Getting Disease Control
Although my oncologist never gave me a prognosis, I later learned from my own research that overall survival with this cancer was usually less than 2 years. I’m glad I didn’t know that then.
Because my mutation status involved KIT exon 9, I was eligible to participate in a randomized double-blind, placebo-controlled trial of imatinib (Gleevec). Six months into the trial, my oncologist called to say that I was on the placebo and that he wanted me to start taking the drug because the trial had shown that it helped reduce the risk of tumor recurrence. But six months after that, the tumor recurred on my bladder, and I was put on sunitinib (Sutent). While the drug seemed to stabilize the growth of the tumor, it didn’t eliminate it, so I had a second surgery in 2008.
Since then, I’ve been whipsawing between imatinib and sunitinib to keep the cancer at bay, but the side effects from both drugs are difficult for me to tolerate. In January 2012, I had a third surgery to remove another tumor recurrence—this time back at the original site on my small intestine—and I’ve been on a lower dose of adjuvant sunitinib ever since.

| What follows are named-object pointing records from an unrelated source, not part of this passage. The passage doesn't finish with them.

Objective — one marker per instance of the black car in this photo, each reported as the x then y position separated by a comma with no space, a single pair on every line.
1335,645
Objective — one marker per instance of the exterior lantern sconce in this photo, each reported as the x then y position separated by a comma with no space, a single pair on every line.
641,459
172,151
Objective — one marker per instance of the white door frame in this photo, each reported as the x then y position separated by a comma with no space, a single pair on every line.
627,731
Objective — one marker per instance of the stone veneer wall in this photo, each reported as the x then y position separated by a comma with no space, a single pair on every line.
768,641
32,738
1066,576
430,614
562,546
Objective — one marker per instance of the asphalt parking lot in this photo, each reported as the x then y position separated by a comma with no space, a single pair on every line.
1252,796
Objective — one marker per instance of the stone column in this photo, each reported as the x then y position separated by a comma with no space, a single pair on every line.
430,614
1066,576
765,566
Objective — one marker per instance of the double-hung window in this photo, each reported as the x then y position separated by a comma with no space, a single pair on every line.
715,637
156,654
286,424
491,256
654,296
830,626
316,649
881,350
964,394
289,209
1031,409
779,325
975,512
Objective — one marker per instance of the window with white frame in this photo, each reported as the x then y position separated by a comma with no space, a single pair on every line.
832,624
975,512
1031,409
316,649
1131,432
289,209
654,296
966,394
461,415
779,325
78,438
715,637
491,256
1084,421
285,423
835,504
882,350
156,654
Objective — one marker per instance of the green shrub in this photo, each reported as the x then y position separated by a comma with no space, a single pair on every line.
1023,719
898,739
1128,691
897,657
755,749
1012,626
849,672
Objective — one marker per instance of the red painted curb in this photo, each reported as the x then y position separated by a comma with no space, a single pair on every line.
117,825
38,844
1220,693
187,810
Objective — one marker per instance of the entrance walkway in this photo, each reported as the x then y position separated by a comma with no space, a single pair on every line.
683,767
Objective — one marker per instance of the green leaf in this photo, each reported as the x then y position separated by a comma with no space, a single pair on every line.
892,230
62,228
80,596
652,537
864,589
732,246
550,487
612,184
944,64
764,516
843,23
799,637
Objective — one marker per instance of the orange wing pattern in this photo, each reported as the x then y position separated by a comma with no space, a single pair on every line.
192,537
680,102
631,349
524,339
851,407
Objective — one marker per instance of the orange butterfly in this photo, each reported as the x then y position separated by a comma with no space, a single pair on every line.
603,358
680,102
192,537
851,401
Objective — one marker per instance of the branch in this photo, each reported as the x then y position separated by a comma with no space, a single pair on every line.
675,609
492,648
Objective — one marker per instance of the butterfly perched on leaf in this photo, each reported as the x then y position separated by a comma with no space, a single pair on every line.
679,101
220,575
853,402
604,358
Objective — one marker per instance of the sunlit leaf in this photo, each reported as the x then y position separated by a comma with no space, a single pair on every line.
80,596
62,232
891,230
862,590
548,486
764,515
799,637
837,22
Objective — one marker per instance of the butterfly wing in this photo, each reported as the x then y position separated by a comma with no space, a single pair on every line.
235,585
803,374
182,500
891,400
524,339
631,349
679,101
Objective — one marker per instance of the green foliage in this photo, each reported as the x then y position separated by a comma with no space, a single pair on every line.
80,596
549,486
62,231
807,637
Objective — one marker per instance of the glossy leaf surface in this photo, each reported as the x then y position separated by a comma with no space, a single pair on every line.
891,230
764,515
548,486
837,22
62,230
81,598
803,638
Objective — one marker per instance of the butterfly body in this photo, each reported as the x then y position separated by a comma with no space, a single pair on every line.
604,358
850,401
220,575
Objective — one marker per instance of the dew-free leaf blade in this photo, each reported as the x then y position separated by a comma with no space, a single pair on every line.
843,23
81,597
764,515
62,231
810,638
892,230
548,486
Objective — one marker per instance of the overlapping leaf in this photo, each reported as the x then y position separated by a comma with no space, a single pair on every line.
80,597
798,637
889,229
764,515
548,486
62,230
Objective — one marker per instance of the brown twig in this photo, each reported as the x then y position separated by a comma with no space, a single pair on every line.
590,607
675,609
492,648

I’ll know soon whether it has kept the tumor from recurring.
Staying Ahead of Cancer
I know that there is a possibility that sunitinib will fail, but I also know that GIST is getting a lot more attention now and that there are several promising drugs being tested in clinical trials. That gives me hope. Any anxiety or worry I have isn’t for me; I’m not afraid of dying. I see having cancer as one more challenge in my life, and I never ask, “Why me?”
My concern is for my great-grandchildren and making sure that I’m around long enough to see them through their adolescent years. I can’t change the fact that I have cancer any more than I can change the fact that I have blue eyes. But I can advocate for better care by staying up to date on the latest advances in treatments for GIST and working with my oncology team to make the best medical decisions—and even challenging my doctors when I don’t agree with what they want to do.
Although I expect to live a long time, I’m also realistic that that may not be possible. Having that realization has created a sense of urgency to live my life more fully, give back to my community through volunteerism, and enjoy every day. Raising my great-grandchildren has given my life even more purpose and an even greater desire to make sure that I do whatever I have to do to stay well. ■
Margo Chevers is a motivational coach living in Wales, Massachusetts.